Zum zweiten bot Elke Ott unter dem Motto „Wein-Infusion“ ein über zweistündiges, äußerst spritzig kurzweiliges Feuerwerk mit Geschichten, Pointen, Witzen und Episoden jedoch nicht nur bezüglich des Weins, sondern auch aus dem alltäglichen Leben. „Wir haben alle den gleichen Himmel, aber nicht unbedingt denselben Horizont, den es allerdings heute zu erweitern gilt“, kündigte die Weinkabarettistin und- expertin eingangs an. Das Bundesfinanzministerium in Form von Minister Olaf Scholz verdiene jährlich alleine durch die Einnahmen aus der Sekt- und Schaumweinsteuer rund eine halbe Milliarde Euro. Selbst diese würden allerdings nicht ausreichen, um die Kosten für die Sanierung des Segelschulschiffes „Gorch Fock“ finanzieren zu können, meinte sie satirisch.

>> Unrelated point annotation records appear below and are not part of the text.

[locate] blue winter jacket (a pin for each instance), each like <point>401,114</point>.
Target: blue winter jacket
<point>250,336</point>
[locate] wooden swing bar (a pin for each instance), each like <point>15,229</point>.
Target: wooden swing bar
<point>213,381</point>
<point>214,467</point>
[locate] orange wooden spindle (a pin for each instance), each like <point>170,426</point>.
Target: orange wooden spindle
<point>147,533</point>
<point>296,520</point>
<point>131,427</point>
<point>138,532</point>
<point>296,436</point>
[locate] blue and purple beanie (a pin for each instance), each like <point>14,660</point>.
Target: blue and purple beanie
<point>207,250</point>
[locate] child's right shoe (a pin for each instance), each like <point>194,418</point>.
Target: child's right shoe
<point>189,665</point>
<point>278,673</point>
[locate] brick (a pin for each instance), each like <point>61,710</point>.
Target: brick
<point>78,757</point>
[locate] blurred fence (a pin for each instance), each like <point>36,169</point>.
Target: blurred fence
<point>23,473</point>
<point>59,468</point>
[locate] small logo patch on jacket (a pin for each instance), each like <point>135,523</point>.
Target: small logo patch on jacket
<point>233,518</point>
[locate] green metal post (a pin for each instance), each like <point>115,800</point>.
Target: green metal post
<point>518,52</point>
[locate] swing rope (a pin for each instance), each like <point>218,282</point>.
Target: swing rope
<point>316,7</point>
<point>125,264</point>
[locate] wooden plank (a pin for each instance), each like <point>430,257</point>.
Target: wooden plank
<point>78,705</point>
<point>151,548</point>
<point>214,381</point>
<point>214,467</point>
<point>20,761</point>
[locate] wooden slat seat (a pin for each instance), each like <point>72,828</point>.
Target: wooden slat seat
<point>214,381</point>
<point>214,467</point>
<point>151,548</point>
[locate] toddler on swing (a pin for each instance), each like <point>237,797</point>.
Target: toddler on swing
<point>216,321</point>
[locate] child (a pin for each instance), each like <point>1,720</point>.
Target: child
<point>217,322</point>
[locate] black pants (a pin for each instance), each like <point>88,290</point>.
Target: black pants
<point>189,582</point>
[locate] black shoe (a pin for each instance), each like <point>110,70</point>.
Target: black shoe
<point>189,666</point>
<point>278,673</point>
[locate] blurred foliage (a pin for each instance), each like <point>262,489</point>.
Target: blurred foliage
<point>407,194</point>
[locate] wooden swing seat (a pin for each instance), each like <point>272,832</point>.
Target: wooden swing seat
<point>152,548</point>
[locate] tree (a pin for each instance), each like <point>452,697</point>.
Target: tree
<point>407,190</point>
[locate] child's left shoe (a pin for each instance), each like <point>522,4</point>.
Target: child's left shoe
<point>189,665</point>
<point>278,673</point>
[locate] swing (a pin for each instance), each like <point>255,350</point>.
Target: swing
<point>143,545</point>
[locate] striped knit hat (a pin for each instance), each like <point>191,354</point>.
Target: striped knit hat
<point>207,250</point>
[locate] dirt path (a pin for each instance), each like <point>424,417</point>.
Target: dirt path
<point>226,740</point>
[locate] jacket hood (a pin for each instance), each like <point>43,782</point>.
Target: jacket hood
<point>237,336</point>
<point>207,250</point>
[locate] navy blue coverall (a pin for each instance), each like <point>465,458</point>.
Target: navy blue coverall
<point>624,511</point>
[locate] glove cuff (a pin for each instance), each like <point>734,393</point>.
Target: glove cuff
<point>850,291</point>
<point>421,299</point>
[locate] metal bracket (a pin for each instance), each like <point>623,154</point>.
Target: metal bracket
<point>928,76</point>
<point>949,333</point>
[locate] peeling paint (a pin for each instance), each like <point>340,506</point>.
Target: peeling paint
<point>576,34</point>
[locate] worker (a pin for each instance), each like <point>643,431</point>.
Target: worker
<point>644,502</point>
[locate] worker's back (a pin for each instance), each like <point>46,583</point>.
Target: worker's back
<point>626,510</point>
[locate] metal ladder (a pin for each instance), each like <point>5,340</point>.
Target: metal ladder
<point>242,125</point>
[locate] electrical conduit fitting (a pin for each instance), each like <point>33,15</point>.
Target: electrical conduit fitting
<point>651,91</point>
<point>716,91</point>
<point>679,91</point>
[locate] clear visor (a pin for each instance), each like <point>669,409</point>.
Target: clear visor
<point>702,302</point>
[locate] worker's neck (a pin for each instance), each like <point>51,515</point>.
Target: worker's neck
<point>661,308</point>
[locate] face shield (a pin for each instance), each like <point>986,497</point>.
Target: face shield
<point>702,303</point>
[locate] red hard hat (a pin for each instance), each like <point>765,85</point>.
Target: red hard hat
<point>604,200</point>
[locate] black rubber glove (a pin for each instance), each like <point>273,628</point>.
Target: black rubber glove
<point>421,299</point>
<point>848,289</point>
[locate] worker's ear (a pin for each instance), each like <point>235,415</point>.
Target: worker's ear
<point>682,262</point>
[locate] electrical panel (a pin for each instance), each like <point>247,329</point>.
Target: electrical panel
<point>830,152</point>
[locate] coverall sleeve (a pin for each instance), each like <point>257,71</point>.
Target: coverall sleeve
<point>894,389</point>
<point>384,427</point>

„Wer am heutigen Abend nichts trinkt, ist nur zu faul zu schlucken“, betonte Elke Ott, die sich gleichfalls voller Ironie als von Beruf her mit der „Lizenz zum Trinken“ ausgestattet bezeichnete, mit dem Zusatz: „Aber es gibt durchaus schlimmere Berufe“. „Ein Leben ohne Wein? Zwar möglich, aber sinnlos“, unterstrich sie. Denn Wein sei für sie Leidenschaft pur, wie sie mit der Devise „lieber trocken trinken, als trockene Weinproben“ an diesem Abend belegte.

Zudem parlierte Elke Ott geradezu querbeet über (vermeintlich) gewöhnliche bis hin skurrile Themen und Gegebenheiten des Lebens und des Alltags als auch der Welt des Weines wie etwa bei Weinproben, beim Physiotherapeuten und beim Einkaufen als auch beispielsweise über Geschlechter-, Partnerschafts- und Gesellschaftsklischees.

„Schönheit vergeht, Reichtum besteht. Mit Männern ist es wie mit PCs – wenn du einen nimmst, könnte ein halbes Jahr später ein Besserer kommen“, unkte sie. Paradox sei, wenn Frauen mit Botox aufgespritzten Lippen im Ökoladen nach ungespritztem Obst und Gemüse fragen. „Und sind eingefleischte Vegetarier ebenso widersinnig, wenn sie noch dazu Fleischtomaten essen?“, fragte Ott mit ironischem Augenzwinkern und Wortwitz. Eine weitere Stärke Otts waren ihre regelmäßigen sowie regen, spontanen, launigen und temperamentvollen Interaktionen mit dem Publikum sowie ihre Wortspiele.

Damit sorgte sie für reihenweise Lachsalven mit ihren Gags und Erzählungen. Andererseits bot Elke Ott abwechselnd eine Mischung aus gleichsam heiteren Begebenheiten des Weinerlebens als auch Weinfachwissen. Der stürmische Schlussapplaus für die sympathische und fröhliche Weinkabarettistin war gleichfalls absolut angebracht für ihre heiteren und lustigen Geschichten und auch für ihr Fachwissen.